Bob had arranged for one of his pilots, Bill, to fly us the last 30 minutes of our journey to Wildman Wilderness Lodge in Kakadu National Park. The flight was so spectacular, as we flew at only 1,000 feet up, giving us a great view of the vast countryside, floodplains, escarpments – all that define the Top End.
As we did a fly over of the camp, we saw the quad bikes running down the runway. They do this to drive the wallabies and flocks of birds off the landing strip so we can safely land. After a perfect landing, we were then met by Jason and Mel, the Camp Managers. A cold beer, the typical Territory welcome was in hand and we were shown to our rooms.
Both the tents and habitats are large, each with their own bathrooms, living area and outside deck space with comfy chairs to sit and watch the outback birds and wallabies go by.
The main lodge has a great deck space with a large “U” shaped sitting area surrounding a fire pit which is lit each night. This is the perfect place for pre-dinner cocktails. There is a bar inside as well and a library with loads of books to read about the area, among other things. The dining area is located right inside the main area. This is where you eat breakfast and dinner (which are included in the daily rate).
There are numerous activities from the lodge to choose from.
A local Aboriginal man, Darryl, takes you on an interpretive walk around the property and explains how his ancestors survived on the land. We tried some berries and leaves, as well as learned about some of the medicines they would make from the land. We could learn a lot about their understanding and appreciate from of the land.
They also have Quad bikes incorporated into your activities. We jumped on and drove around the park, only to end up at a beautiful area called Leichardt Point. Here was had a bit of a rest and watched the birds, Jabiru’s, Jacana’s, Buffalo and bush pigs in the wild. The area is full of activity with wildlife.

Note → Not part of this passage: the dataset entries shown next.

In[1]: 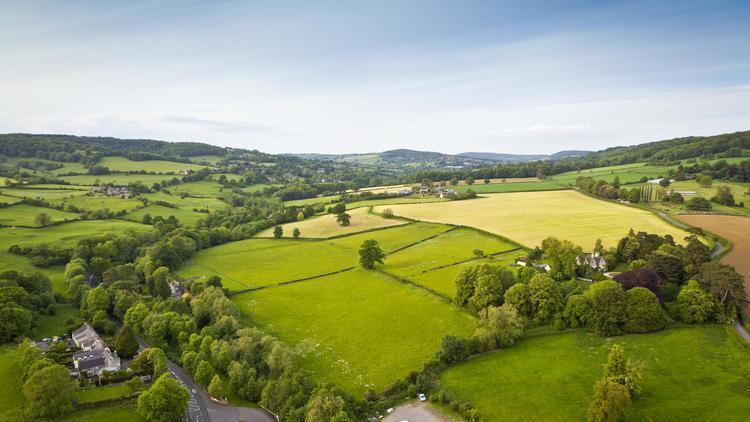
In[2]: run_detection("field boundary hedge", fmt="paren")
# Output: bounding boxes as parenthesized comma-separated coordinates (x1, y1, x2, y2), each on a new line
(227, 266, 356, 297)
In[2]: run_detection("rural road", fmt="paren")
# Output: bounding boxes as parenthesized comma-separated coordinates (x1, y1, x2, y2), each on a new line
(129, 327, 276, 422)
(383, 401, 454, 422)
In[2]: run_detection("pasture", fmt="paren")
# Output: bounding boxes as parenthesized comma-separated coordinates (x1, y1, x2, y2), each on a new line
(0, 345, 24, 421)
(166, 180, 229, 197)
(53, 195, 144, 212)
(551, 163, 676, 185)
(0, 187, 89, 201)
(375, 190, 693, 248)
(0, 203, 79, 226)
(440, 326, 750, 421)
(233, 268, 477, 397)
(256, 206, 407, 238)
(0, 194, 22, 204)
(97, 156, 207, 173)
(454, 180, 567, 193)
(125, 204, 206, 226)
(283, 194, 342, 207)
(60, 173, 184, 186)
(178, 222, 452, 291)
(676, 214, 750, 311)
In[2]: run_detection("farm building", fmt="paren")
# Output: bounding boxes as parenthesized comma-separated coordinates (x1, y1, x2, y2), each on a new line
(71, 323, 121, 375)
(576, 252, 607, 270)
(72, 323, 102, 351)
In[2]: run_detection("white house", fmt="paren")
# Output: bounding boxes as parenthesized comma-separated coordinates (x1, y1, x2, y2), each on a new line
(71, 323, 121, 375)
(576, 252, 608, 271)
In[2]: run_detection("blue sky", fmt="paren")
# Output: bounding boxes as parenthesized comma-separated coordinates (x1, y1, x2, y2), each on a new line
(1, 0, 749, 154)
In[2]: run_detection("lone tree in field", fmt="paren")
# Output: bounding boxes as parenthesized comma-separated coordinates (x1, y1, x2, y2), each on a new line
(336, 212, 351, 226)
(292, 228, 301, 239)
(35, 212, 53, 226)
(588, 344, 643, 422)
(359, 239, 385, 269)
(273, 225, 283, 238)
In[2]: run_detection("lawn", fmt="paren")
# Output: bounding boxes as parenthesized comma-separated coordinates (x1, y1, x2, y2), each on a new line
(76, 384, 134, 403)
(407, 249, 526, 299)
(97, 156, 207, 173)
(440, 326, 750, 421)
(454, 180, 568, 193)
(0, 345, 24, 421)
(59, 404, 143, 421)
(255, 206, 407, 238)
(375, 190, 693, 248)
(0, 203, 79, 226)
(552, 163, 677, 185)
(125, 204, 207, 226)
(233, 268, 477, 397)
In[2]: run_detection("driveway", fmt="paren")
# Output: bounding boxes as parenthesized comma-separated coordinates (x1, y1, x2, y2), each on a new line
(383, 401, 455, 422)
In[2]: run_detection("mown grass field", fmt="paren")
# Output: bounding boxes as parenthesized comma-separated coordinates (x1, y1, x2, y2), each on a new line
(0, 203, 79, 226)
(441, 326, 750, 421)
(551, 163, 677, 185)
(97, 156, 208, 173)
(166, 180, 229, 197)
(376, 190, 693, 248)
(233, 268, 477, 397)
(454, 180, 568, 193)
(256, 206, 407, 238)
(283, 194, 342, 207)
(178, 222, 452, 291)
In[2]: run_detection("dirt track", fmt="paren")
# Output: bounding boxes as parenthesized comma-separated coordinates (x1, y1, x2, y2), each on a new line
(676, 214, 750, 312)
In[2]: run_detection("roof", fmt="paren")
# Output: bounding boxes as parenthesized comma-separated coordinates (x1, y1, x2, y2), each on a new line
(73, 348, 107, 371)
(72, 323, 101, 348)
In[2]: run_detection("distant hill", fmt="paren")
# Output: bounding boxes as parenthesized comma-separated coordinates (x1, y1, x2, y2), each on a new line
(286, 149, 497, 169)
(457, 150, 590, 163)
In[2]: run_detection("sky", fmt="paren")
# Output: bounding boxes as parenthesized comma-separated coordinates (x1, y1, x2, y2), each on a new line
(1, 0, 749, 155)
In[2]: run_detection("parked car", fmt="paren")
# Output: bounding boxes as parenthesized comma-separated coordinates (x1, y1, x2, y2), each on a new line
(386, 408, 394, 414)
(418, 393, 427, 402)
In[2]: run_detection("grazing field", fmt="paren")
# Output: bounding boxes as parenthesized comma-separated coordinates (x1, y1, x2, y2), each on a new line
(283, 194, 342, 207)
(0, 194, 22, 204)
(454, 180, 568, 193)
(551, 163, 676, 185)
(408, 250, 527, 299)
(60, 173, 184, 186)
(97, 156, 207, 173)
(256, 206, 406, 238)
(0, 187, 89, 201)
(166, 180, 229, 197)
(440, 326, 750, 421)
(52, 195, 144, 212)
(233, 268, 477, 397)
(125, 204, 206, 226)
(178, 222, 452, 291)
(0, 345, 24, 421)
(382, 228, 519, 279)
(676, 214, 750, 311)
(141, 192, 228, 211)
(376, 190, 692, 248)
(0, 203, 79, 226)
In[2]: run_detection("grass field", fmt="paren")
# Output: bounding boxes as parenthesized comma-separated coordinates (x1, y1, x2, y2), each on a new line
(346, 195, 448, 209)
(283, 194, 342, 207)
(35, 303, 80, 339)
(97, 156, 207, 173)
(178, 222, 452, 291)
(440, 326, 750, 421)
(0, 345, 24, 421)
(76, 384, 134, 403)
(676, 214, 750, 312)
(59, 405, 143, 422)
(454, 180, 568, 193)
(166, 180, 229, 197)
(0, 203, 79, 226)
(60, 173, 185, 186)
(375, 191, 693, 248)
(125, 204, 206, 226)
(0, 194, 22, 204)
(0, 187, 90, 201)
(256, 207, 406, 238)
(552, 163, 677, 185)
(52, 195, 144, 213)
(233, 268, 477, 397)
(140, 192, 228, 211)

A must is the Mary River cruise, where you board a small boat with Scottie (a local from way back) as he weaves his way up the river. The Mary Rive has the highest concentration of crocodiles in the world. Almost every 300 yards there is a large croc who claims that stretch of water. They sun themselves on the banks during the day, so it is quite easy to see them. I did notice that they seemed very relaxed no matter how close we got!
The plant life, lilies, trees and birds are just amazing to look at.

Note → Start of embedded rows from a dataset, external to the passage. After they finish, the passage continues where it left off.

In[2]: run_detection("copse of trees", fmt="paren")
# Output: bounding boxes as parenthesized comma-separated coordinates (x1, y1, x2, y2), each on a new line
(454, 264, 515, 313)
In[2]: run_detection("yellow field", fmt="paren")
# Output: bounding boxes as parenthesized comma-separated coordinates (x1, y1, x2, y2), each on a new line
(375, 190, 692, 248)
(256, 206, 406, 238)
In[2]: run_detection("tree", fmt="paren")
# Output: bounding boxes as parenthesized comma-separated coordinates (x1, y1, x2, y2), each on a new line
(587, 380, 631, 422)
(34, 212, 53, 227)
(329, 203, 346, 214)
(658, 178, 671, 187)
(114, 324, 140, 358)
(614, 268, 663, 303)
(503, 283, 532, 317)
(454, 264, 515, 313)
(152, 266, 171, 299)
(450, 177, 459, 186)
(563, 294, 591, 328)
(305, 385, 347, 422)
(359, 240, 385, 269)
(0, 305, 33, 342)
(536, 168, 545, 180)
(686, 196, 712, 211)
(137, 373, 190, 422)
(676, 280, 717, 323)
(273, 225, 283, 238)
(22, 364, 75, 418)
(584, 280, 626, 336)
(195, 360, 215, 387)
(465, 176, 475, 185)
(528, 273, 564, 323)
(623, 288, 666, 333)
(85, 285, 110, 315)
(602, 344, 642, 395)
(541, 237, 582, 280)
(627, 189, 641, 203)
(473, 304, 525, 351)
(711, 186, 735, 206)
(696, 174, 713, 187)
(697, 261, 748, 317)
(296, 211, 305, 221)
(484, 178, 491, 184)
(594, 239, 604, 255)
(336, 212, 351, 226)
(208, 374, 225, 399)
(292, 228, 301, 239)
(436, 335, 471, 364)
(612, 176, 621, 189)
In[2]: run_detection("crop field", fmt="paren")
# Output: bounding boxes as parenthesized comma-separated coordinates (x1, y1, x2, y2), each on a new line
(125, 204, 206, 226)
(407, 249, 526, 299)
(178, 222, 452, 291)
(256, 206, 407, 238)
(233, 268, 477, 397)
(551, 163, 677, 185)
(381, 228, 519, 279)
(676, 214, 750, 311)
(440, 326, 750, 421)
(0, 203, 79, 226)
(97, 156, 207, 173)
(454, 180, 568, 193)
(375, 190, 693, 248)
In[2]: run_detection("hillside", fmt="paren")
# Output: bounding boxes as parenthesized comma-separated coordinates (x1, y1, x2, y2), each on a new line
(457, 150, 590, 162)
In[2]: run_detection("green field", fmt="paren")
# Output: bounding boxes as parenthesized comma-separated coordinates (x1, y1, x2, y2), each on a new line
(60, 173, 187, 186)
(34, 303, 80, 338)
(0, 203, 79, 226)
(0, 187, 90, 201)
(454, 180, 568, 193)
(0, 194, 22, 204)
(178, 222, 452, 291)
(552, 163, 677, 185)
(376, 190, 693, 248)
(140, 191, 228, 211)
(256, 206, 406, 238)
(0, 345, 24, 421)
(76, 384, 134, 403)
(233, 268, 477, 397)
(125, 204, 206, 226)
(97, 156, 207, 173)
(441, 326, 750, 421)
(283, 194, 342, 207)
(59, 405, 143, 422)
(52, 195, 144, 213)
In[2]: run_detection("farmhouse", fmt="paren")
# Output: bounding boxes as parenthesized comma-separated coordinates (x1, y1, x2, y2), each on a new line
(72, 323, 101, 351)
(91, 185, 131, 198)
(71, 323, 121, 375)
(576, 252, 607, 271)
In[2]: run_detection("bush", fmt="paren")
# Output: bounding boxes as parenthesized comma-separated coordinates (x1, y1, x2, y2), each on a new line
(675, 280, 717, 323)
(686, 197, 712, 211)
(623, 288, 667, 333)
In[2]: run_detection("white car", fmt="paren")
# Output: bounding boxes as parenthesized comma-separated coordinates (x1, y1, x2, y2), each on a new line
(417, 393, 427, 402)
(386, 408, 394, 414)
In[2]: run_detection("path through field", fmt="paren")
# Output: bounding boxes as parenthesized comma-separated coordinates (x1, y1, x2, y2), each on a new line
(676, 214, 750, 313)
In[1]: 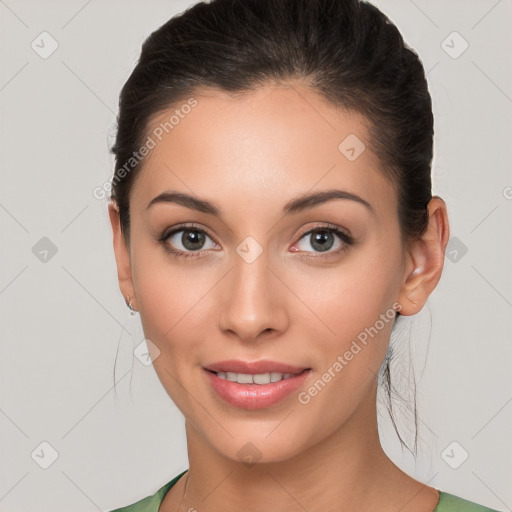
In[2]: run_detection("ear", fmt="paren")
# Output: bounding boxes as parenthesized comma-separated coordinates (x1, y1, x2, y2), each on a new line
(397, 196, 450, 316)
(108, 201, 137, 310)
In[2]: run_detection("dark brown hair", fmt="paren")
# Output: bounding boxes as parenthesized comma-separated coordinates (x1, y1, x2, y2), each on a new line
(110, 0, 434, 456)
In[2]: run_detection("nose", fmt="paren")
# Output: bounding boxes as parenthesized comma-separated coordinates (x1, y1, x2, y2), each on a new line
(217, 249, 289, 343)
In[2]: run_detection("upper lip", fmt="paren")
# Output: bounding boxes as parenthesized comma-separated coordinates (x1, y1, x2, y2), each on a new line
(204, 359, 310, 375)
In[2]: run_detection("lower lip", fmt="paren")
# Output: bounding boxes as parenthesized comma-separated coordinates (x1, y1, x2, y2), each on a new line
(203, 368, 312, 410)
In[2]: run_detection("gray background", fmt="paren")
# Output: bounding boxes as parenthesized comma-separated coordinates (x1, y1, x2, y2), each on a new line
(0, 0, 511, 511)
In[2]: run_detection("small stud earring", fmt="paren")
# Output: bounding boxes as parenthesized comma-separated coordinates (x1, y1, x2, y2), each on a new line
(126, 295, 137, 315)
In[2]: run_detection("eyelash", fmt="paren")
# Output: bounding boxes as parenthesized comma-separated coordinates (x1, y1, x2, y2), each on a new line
(157, 222, 355, 261)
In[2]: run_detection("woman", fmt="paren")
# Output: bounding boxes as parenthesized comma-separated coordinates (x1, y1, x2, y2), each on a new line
(107, 0, 501, 510)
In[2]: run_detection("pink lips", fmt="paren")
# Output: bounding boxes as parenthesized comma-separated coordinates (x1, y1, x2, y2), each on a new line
(203, 359, 312, 410)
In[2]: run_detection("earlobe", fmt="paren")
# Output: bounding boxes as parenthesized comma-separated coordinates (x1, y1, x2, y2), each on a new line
(108, 201, 137, 310)
(397, 197, 450, 316)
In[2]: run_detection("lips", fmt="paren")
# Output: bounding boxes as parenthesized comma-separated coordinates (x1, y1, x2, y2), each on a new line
(204, 359, 310, 375)
(203, 366, 312, 409)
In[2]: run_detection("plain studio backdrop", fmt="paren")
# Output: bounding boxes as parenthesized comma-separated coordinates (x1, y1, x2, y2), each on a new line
(0, 1, 511, 511)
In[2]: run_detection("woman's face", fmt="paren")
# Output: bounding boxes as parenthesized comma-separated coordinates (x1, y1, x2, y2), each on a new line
(113, 82, 414, 463)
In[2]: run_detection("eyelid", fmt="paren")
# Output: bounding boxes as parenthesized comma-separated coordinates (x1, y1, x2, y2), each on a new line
(160, 222, 219, 244)
(296, 222, 353, 241)
(161, 221, 352, 240)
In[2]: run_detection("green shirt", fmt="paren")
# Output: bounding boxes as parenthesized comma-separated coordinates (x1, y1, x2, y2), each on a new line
(108, 470, 502, 512)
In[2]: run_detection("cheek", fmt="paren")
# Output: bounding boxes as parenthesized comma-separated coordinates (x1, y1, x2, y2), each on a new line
(291, 268, 398, 435)
(132, 256, 215, 410)
(134, 261, 212, 350)
(304, 273, 395, 386)
(292, 240, 402, 346)
(129, 238, 207, 355)
(292, 235, 402, 394)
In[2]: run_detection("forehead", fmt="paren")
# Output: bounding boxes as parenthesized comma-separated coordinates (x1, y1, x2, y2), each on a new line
(130, 82, 394, 218)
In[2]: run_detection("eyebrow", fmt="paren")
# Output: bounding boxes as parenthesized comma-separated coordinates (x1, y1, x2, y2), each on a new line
(146, 189, 374, 217)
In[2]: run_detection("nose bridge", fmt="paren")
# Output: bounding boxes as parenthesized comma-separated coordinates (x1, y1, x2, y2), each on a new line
(218, 241, 286, 340)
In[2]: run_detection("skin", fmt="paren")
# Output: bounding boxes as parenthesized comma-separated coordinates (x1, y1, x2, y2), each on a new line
(109, 81, 450, 512)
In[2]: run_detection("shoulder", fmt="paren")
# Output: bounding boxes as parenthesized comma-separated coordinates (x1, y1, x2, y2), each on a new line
(107, 482, 168, 512)
(435, 491, 503, 512)
(107, 470, 188, 512)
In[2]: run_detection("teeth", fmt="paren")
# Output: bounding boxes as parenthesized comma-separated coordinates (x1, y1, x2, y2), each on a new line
(215, 371, 295, 384)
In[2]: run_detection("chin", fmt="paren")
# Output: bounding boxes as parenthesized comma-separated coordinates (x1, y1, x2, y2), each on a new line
(205, 427, 309, 467)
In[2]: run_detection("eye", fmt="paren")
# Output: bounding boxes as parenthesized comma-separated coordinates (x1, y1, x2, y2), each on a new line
(158, 222, 355, 260)
(158, 224, 218, 259)
(291, 223, 354, 258)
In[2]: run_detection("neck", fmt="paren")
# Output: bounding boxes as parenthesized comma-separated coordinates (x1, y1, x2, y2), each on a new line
(164, 381, 436, 512)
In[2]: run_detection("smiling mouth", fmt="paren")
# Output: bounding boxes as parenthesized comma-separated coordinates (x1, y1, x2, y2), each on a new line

The cruise is about 1 ½ hours, and a highlight of your stay here.
Another is to venture further into Kakadu Park to Jim Jim and Twin Falls, Nourlangie Rock for some great rock art and the towns on Cooinda and Jabiru. This is a full day journey.

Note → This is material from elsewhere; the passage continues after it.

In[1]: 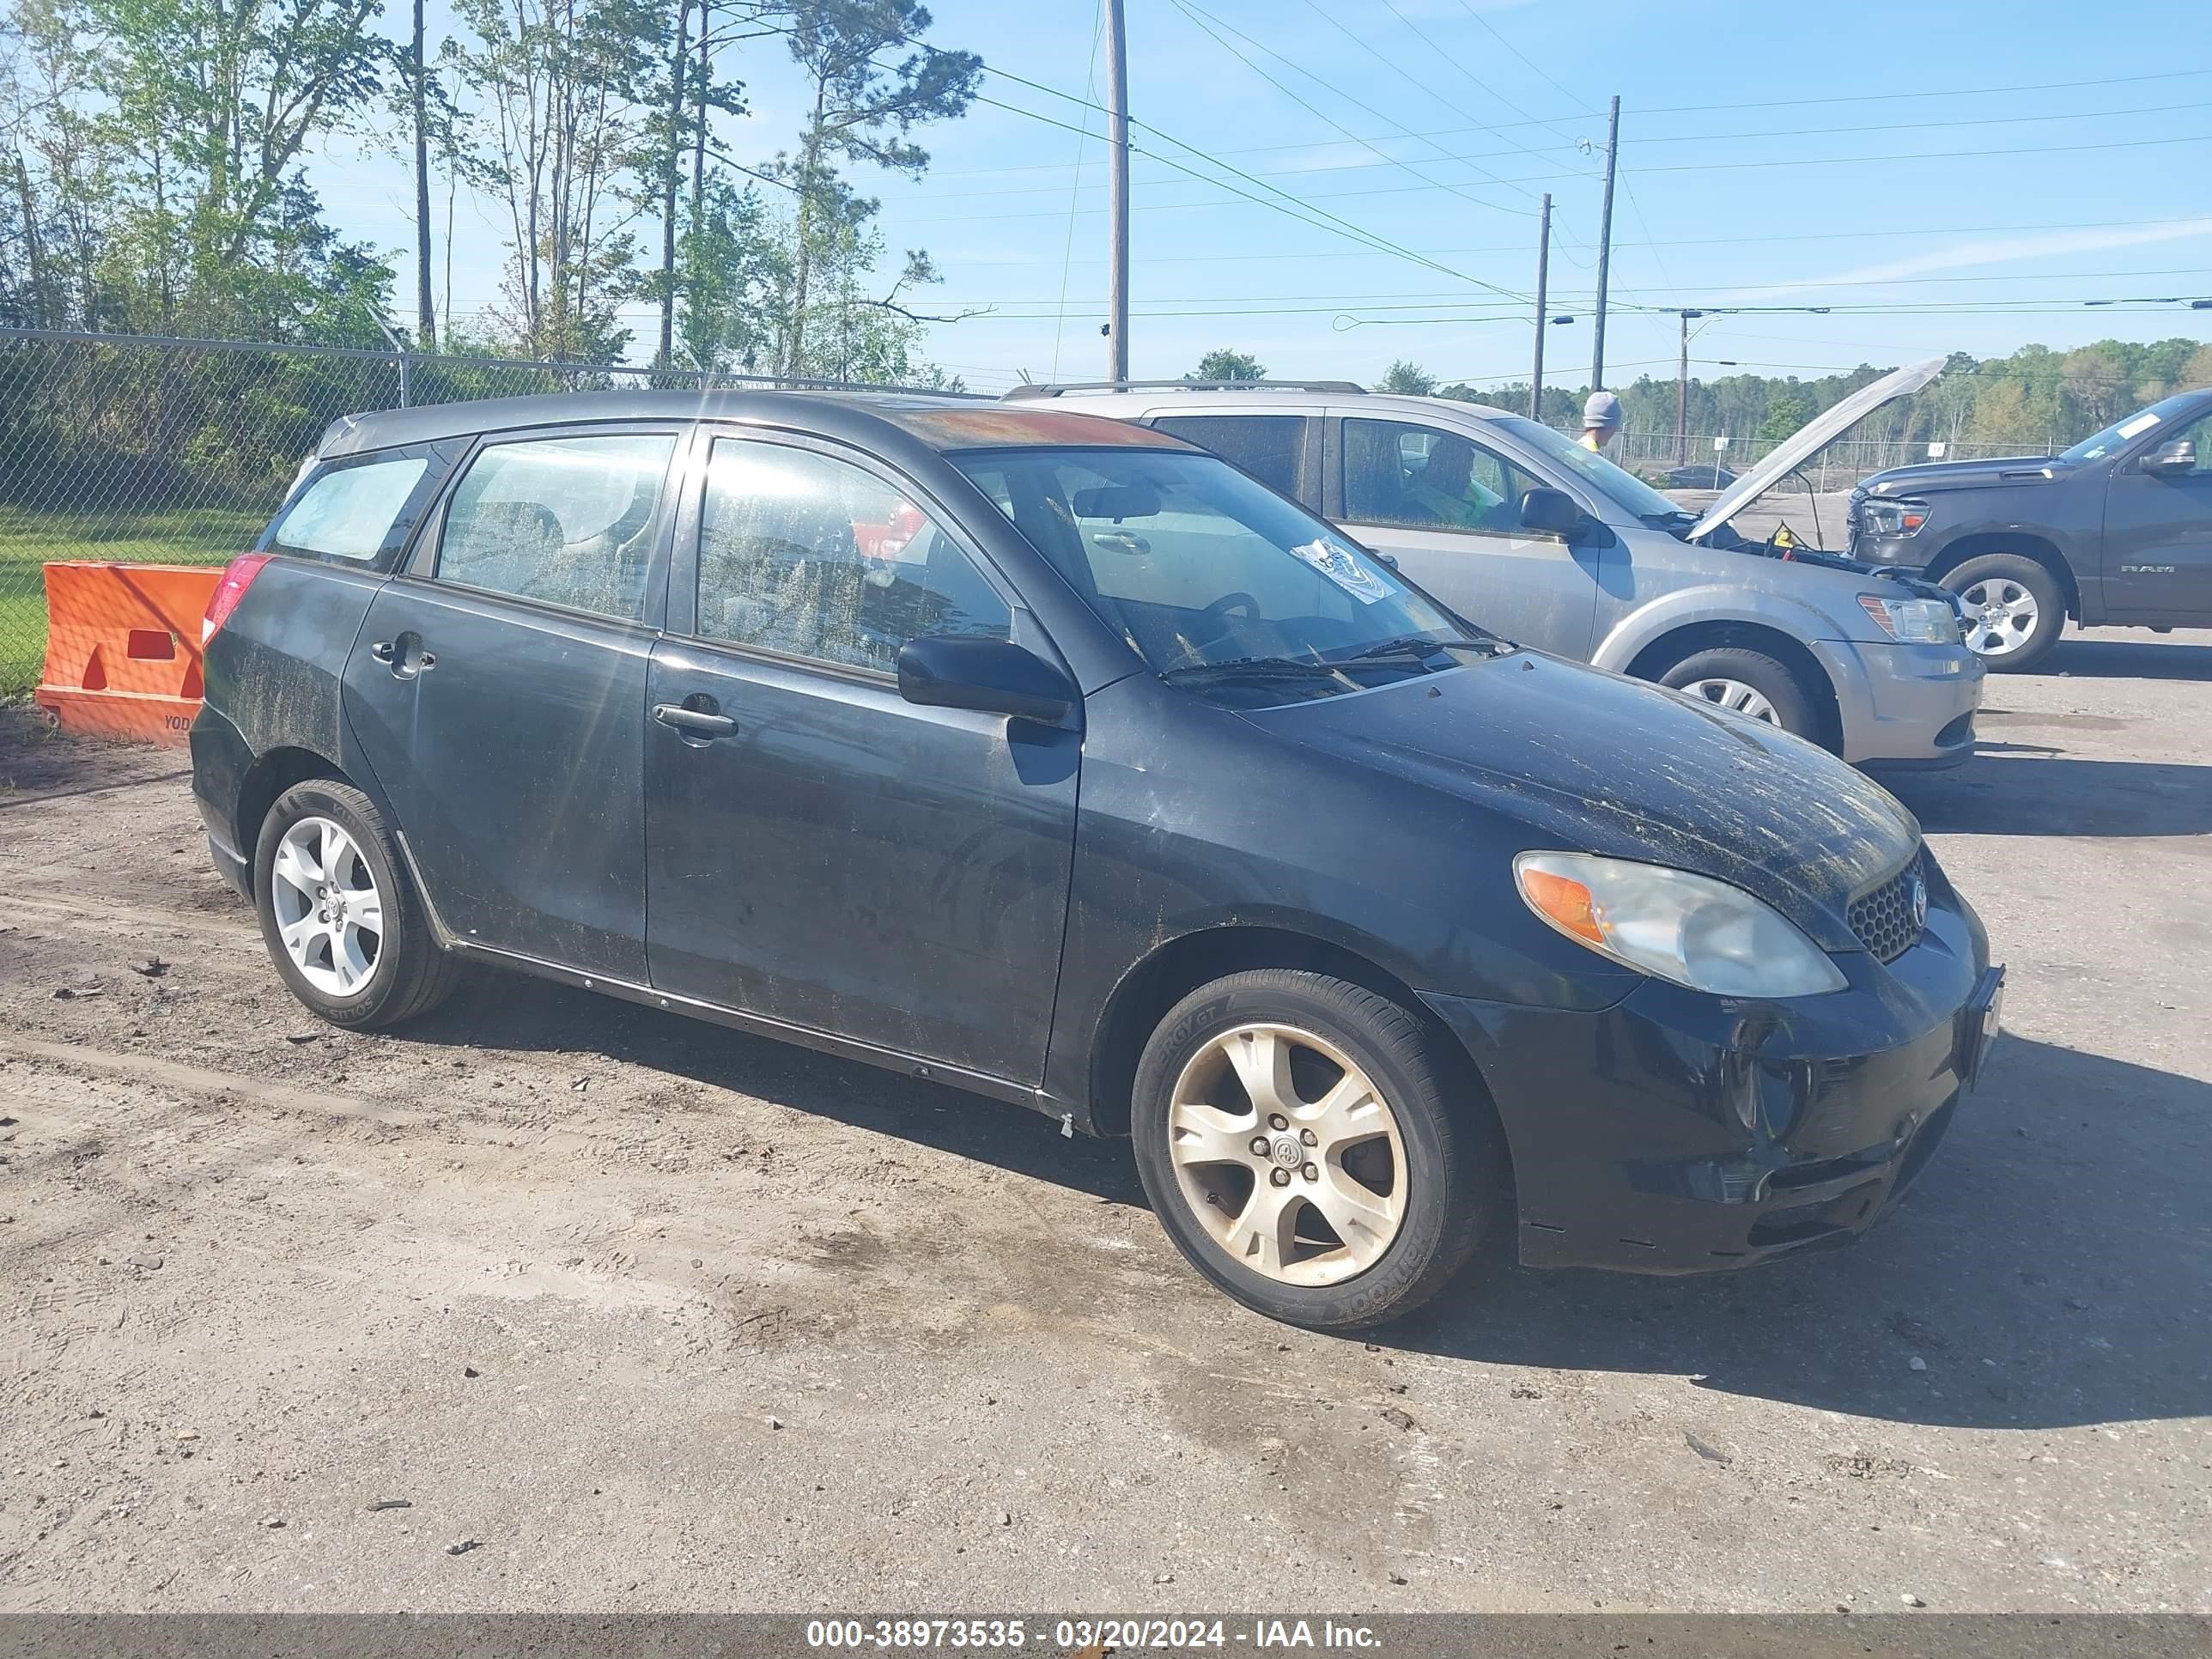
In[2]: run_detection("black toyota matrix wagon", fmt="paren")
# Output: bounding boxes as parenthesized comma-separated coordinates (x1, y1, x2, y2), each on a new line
(191, 392, 2003, 1329)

Or for those who want to see some more sacred art sites, take a short flight to Mt Borrodaile and walk the escarpments with a local to see some incredible rock art that only a few people see. These sites are in the sacred area called Arnhemland. This is an area that was set aside for the Aboriginals many years ago.
I really enjoyed my stay at Wildman, the food was spectacular, fresh Barramundi, and steaks, as well as the great Aussie veggies I grew up on.
3 nights is best to experience this area and you can either drive in from Darwin (2 hours) or fly (30 minutes). Join this experience at the end of The Ghan train from Adelaide or Alice Springs.